Nancy Bush, a bank analyst at Ryan, Beck & Co. in Livingston, N.J., said a sustainable rally in bank stocks might be longer in coming.
"I definitely don't see any blowups in our bank stocks," said Ms. Bush. "But it is hard to say when a rally will actually be coming. Right now, the market is looking at bank stocks and is saying, 'Kill them.' It's not even saying, 'Round up the usual subjects and kill them.' It's saying, 'Kill them all.' "
Investors fled the group Friday after the National Association of Purchasing Management's factory index rose far more than expected, to 57.8 in September, from 54.2 in August. "The surge in factory orders indicates that the impact of the Asian crisis is behind us and that manufacturing and the economy are getting back to normal," said Scott J. Brown, an economist at Raymond James & Associates in St. Petersburg, Fla.
"But now," he said, "many people who expected the Federal Reserve to stay on hold are concerned that it might raise interest rates because inflationary flames are beginning to pick up."
Investors were also rattled by a Commerce Department report showing an increase in consumer spending. Personal incomes grew 0.5% in August after a 0.2% gain in July, and consumer spending rose 0.9% in August after rising 0.4% in July. Such pessimism and skittishness are unlikely to go away soon.

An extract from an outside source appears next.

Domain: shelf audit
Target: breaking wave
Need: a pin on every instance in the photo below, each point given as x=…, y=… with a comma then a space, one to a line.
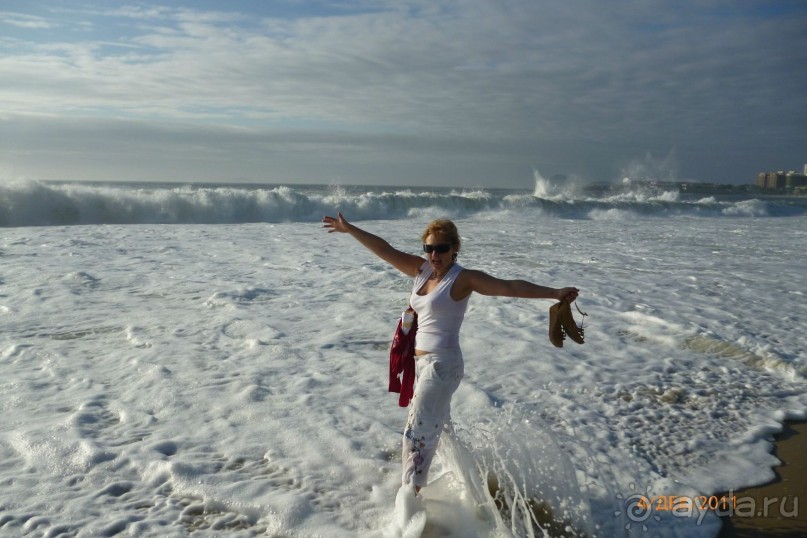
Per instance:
x=32, y=203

"Until I see some evidence that interest rates are going to decline, I think it is far too early to go back into the market and buy bank stocks," said Alexander Colby, senior vice president at Beacon Fiduciary Advisors in Boston. In the last year, Mr. Colby, whose firm has about $300 million of stocks under management, has cut his allocation of bank stocks in half.
But Noel Dedora, senior portfolio manager at Global Alliance Value Investors Ltd. in Lafayette, Calif., said bank stock valuations are too cheap to ignore.
"There is nothing wrong with the group," said Mr. Dedora, whose firm has $150 million under management, of which 17% is in bank stocks. "Banks have excellent returns on equity, their efficiency ratios are coming down, and some are taking advantage of new technology. But the market is a fickle creature, which sometimes ignores sound long-term fundamentals."